L’espionnage du Web en Libye aurait été rendu possible grâce à l’installation d’une solution de surveillance vendue par Amesys, filiale de Bull, avec l’aval du gouvernement. Un document publié par Mediapart semble notamment le prouver. Amesys se mure dans son silence, en restant injoignable par téléphone, mail et sur le Web. Les employés et ex-employés sont également mis sous pression.
Fin août, le Wall Street Journal lâchait une bombe médiatique, indiquant que l’entreprise Amesys, filiale du français Bull, avait vendu et installé un système de surveillance du Web au colonel Kadhafi en Libye. Le système de DPI (Deep Packet Inspection) permettait une surveillance de tous les échanges, mails, webmails, IM, réseau IP, P2P, etc.
Mais pour valider une telle vente, Bull et Amesys ont dû passer par le gouvernement pour obtenir son aval. « En France, avant de faire une offre, il faut obtenir des autorisations d’une commission interministérielle, ce qui dure souvent 2 à 3 mois. Les concurrents étrangers nous prennent de vitesse en faisant d’abord l’offre, puis en demandant l’autorisation », expliquait en 2009 Philippe Vanier, passé par la présidence de Crescendo Industries et de sa filiale d'alors Amesys. Cette dernière, acquise en janvier 2010 par Bull (Crescendo Industries devenant à cette occasion le plus gros actionnaire de Bull avec 20% des parts), aurait donc commercialisé son système en Libye par l’intermédiaire du fameux Ziad Takieddine. Dans son article, Mediapart indique qu’ « Amesys a fait figurer dans son offre technique aux Libyens des traces de tests d'interceptions de mails au sein d'un laboratoire de l'université Pierre et Marie Curie (Paris X), le Lip6-CNRS », où l’on peut voir des échanges personnels entre professeurs, ainsi que leurs recherches sur le Web et des conversations MSN.
Amesys sur la défensive
L’affaire est donc grave et Amesys est actuellement sur la défensive : injoignable par mail et téléphone, sans compter que le site est « en rénovation », avant une réouverture le 14 octobre prochain. Mediapart ne s’arrête pas là et publie le fameux document, preuve de la culpabilité d’Amesys dans cette histoire. L’entreprise organise sa défense : le site d’informations publie également un extrait de lettre recommandée envoyée par Amesys à tous ses salariés.
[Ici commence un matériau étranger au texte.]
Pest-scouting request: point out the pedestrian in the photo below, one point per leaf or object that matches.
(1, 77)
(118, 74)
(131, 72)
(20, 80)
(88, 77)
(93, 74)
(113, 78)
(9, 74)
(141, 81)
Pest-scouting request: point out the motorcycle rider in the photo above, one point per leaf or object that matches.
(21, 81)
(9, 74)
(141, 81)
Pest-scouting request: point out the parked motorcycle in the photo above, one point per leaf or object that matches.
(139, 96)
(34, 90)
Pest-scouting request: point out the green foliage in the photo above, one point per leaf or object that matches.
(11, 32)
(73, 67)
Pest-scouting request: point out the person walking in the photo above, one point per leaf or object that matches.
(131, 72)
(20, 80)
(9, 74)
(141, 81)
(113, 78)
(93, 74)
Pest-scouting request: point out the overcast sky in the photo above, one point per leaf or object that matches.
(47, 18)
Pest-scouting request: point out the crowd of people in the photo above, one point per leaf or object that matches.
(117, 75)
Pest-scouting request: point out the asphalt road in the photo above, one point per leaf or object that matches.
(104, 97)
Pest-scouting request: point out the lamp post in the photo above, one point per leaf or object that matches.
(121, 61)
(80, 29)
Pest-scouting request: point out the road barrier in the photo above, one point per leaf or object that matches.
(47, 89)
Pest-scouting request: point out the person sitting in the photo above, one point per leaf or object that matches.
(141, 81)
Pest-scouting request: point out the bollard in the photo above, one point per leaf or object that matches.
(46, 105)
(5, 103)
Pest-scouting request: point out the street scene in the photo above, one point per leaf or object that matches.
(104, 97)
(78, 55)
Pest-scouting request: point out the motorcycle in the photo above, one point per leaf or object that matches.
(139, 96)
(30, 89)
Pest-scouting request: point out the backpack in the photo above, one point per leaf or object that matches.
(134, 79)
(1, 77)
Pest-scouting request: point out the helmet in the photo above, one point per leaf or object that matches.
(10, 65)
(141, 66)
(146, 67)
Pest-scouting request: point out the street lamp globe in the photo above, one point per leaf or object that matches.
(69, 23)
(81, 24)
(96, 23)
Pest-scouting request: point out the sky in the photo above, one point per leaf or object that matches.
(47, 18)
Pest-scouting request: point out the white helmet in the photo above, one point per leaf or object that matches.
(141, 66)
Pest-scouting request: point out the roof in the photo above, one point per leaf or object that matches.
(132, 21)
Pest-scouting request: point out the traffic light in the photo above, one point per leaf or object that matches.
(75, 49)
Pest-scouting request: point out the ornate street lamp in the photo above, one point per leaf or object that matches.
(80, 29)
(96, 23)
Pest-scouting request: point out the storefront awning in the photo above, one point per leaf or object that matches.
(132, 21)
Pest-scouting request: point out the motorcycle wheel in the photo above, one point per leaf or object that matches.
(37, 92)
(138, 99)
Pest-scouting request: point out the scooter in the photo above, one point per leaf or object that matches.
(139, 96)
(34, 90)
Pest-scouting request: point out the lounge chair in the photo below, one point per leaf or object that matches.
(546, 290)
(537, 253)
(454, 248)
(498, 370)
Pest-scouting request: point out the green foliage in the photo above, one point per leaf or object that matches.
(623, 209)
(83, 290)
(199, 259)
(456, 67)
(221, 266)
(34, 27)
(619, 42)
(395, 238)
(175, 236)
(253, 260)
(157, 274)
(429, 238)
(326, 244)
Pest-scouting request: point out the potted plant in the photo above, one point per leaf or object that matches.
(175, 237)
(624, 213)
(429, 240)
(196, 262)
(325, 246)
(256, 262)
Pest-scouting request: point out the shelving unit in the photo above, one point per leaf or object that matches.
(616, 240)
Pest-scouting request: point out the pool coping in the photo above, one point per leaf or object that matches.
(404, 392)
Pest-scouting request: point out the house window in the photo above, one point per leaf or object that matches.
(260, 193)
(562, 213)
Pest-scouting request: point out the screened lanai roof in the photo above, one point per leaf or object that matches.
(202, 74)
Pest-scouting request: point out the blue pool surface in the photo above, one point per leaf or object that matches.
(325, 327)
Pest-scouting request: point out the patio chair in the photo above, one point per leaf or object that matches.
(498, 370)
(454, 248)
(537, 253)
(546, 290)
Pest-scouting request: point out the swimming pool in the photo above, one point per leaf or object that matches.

Dans celle-ci, la filiale de Bull les prévient qu'elle enquête pour « identifier les collaborateurs ou anciens collaborateurs » responsables de la fuite. Elle menace des actions en justice pour ceux qui oseraient parler à la presse.

Reste donc à savoir si l’État français a bel et bien avalisé ces contrats. Le site Frenchleaks publiait quant à lui la preuve des commissions versées à Ziad Takkiedine, et plus exactement 2,4 millions d’euros pour Como Holding et 2,07 millions d’euros pour Tristar. Soit environ 4,5 millions de commissions, ce qui est strictement interdit par la loi française depuis 2000.
Le site OWNI rapportait quant à lui en août dernier que « le Fonds stratégique d’investissement (FSI) a pris 5% de participation dans Amesys, preuve que l’État français croit au potentiel économique d’une telle entreprise. Et quelques mois plus tôt, Qosmos, autre leader du secteur (900% de croissance en trois ans), était mis en avant dans le rapport McKinsey sur l’économie numérique, abondamment cité par Nicolas Sarkozy et ses ministres ».
Il semble donc difficile pour le gouvernement de ne pas avouer que la transaction a été validée dans les plus hautes sphères de l’État.